The only difference I see and what you are doing and what is normally done is the large amount of elevation change by which you should be able to use the terrain awareness feature as long as you are on an iOS device.

In order to get line work or waypoints on the map for people to reference you can either make the annotations in DroneDeploy and export them as an SHP file or skip that process and use QGIS to import the ortho and make your annotations there. From QGIS you can then easily export the data for use in an enabled device like a Garmin.
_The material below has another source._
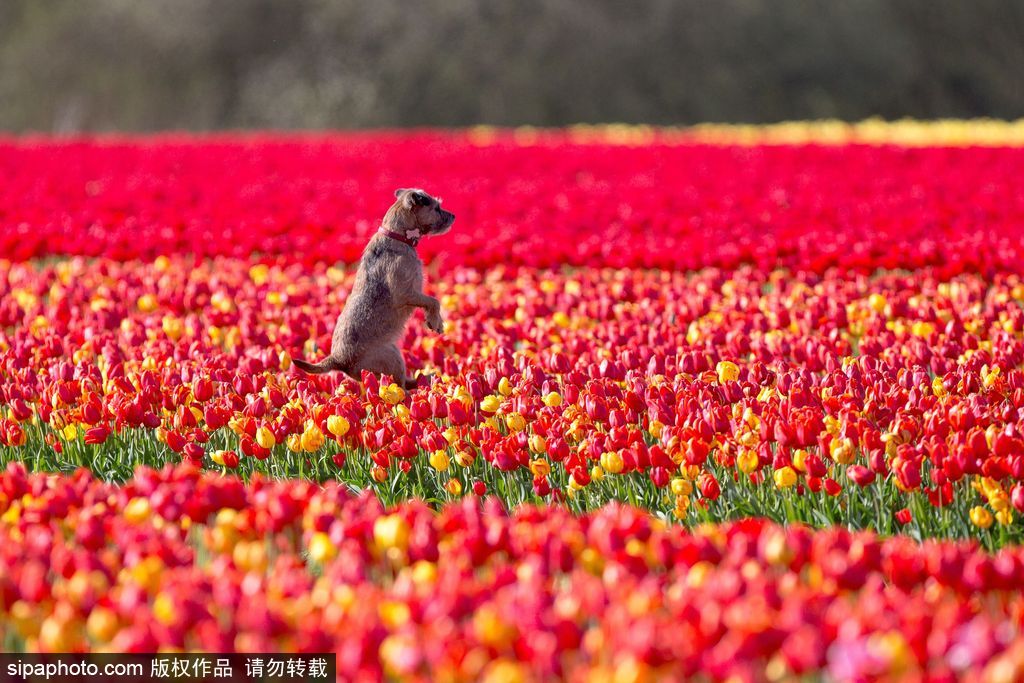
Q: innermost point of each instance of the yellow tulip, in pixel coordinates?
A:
(784, 477)
(727, 371)
(337, 425)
It’s pretty sketchy if DroneDeploy is going to let you continue a mission once you have left and turned off the hardware. I have seen it do it before but I don’t think it is an intended function and can be relied upon. Instead I would suggest making multiple Maps that slightly overlay each other. You can do this in DroneDeploy but I would recommend Google Earth Pro or QGIS so that you can see all of the flights on one map and coordinate correctly. Once you have them set up just export them as KML and make different flights in the same project. Once you have flown a couple of plans you can upload all the images together to make one comprehensive map but when the area gets very large it would be better to export each flight into QGIS to make a comprehensive orthomosaic.

I continually recommend QGIS and think it is one of the more important softwares that drone mappers should become familiar with. It is pretty much a survey CAD program as far as the functionality that it provides and works with all kinds of data including CAD DXF files.